RAJA icon indicating copy to clipboard operation
RAJA copied to clipboard

SYCL HIP Compiler on Corona

Open rchen20 opened this issue 2 years ago • 9 comments

Instructions for building a working SYCL compiler on Corona:

  1. module load gcc/10.3.1-magic
  2. git clone https://github.com/intel/llvm -b sycl
  3. cd llvm
  4. srun -n1 /usr/bin/python3 buildbot/configure.py --hip -o buildrocm5.7.1 \ --cmake-gen "Unix Makefiles" \ --cmake-opt=-DSYCL_BUILD_PI_HIP_ROCM_DIR=/opt/rocm-5.7.1 \ --cmake-opt=-DSYCL_BUILD_PI_HIP_ROCM_INCLUDE_DIR=/opt/rocm-5.7.1/include \ --cmake-opt=-DSYCL_BUILD_PI_HIP_ROCM_LIB_DIR=/opt/rocm-5.7.1/lib \ --cmake-opt=-DSYCL_BUILD_PI_HIP_INCLUDE_DIR=/opt/rocm-5.7.1/include \ --cmake-opt=-DSYCL_BUILD_PI_HIP_HSA_INCLUDE_DIR=/opt/rocm-5.7.1/hsa/include/hsa \ --cmake-opt=-DSYCL_BUILD_PI_HIP_LIB_DIR=/opt/rocm-5.7.1/lib \ --cmake-opt=-DUR_HIP_ROCM_DIR=/opt/rocm-5.7.1 \ --cmake-opt=-DUR_HIP_INCLUDE_DIR=/opt/rocm-5.7.1/include \ --cmake-opt=-DUR_HIP_HSA_INCLUDE_DIR=/opt/rocm-5.7.1/hsa/include/hsa \ --cmake-opt=-DUR_HIP_LIB_DIR=/opt/rocm-5.7.1/lib
  5. srun -n1 /usr/bin/python3 buildbot/compile.py -o buildrocm5.7.1

Using the compiler:

A. Run the Corona script in the RAJA repo:

module load rocm/5.7.1
cd raja
./scripts/lc-builds/corona_sycl.sh /usr/workspace/raja-dev/clang_sycl_2f03ef85fee5_hip_gcc10.3.1_rocm5.7.1
cd {build directory}
make -j

Confirmed in rocprof that GPU is being used in RAJA test.

rchen20 avatar Apr 22 '22 02:04 rchen20

@homerdin @trws @rhornung67 @artv3 @davidbeckingsale Moving the discussion from email to the Github issue. The questions I posed in the email are here:

If we want to use this version of clang, shall I install one somewhere in a public directory? Is there interest in having the same SYCL compiler, but for a CUDA backend? I think Pascal is the platform for an Intel-CUDA configuration, but it has an old NVIDIA card and would require an updated ROCM.

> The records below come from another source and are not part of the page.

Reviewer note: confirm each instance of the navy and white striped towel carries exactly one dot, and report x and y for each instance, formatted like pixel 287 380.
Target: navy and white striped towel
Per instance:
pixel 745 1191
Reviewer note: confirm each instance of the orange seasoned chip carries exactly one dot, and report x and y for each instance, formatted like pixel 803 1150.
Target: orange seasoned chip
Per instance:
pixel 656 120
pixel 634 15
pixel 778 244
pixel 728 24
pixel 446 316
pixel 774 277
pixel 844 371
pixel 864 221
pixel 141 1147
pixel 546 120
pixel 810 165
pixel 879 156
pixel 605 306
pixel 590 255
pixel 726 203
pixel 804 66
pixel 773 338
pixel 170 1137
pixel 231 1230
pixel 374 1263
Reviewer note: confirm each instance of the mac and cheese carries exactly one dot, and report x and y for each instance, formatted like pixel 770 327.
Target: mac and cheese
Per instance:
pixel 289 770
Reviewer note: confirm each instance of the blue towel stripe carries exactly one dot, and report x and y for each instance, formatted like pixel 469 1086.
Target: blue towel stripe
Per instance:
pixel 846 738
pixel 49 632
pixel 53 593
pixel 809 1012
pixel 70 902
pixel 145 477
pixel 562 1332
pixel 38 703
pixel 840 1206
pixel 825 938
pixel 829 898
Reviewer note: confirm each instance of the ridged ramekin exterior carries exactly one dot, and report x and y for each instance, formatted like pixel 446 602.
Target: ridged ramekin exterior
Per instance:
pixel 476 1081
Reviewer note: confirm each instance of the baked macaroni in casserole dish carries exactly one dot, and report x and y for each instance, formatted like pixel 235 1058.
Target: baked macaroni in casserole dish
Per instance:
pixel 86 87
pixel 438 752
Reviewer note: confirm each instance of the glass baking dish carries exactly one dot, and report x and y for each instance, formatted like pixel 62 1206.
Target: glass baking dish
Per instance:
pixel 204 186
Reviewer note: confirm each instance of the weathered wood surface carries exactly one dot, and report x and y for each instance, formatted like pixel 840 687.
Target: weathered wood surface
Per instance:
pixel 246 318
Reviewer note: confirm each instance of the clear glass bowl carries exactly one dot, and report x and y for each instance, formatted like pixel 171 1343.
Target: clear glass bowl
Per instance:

rchen20 avatar Apr 22 '22 03:04 rchen20

@artv3 I've rebuilt and installed the latest version of the SYCL HIP compiler on corona in /usr/workspace/raja-dev/clang_sycl_hip_gcc10.2.1_rocm5.1.0/install. You can try the compiler out by following steps A and C in the top comment on this issue. Let me know if you run in to any problems.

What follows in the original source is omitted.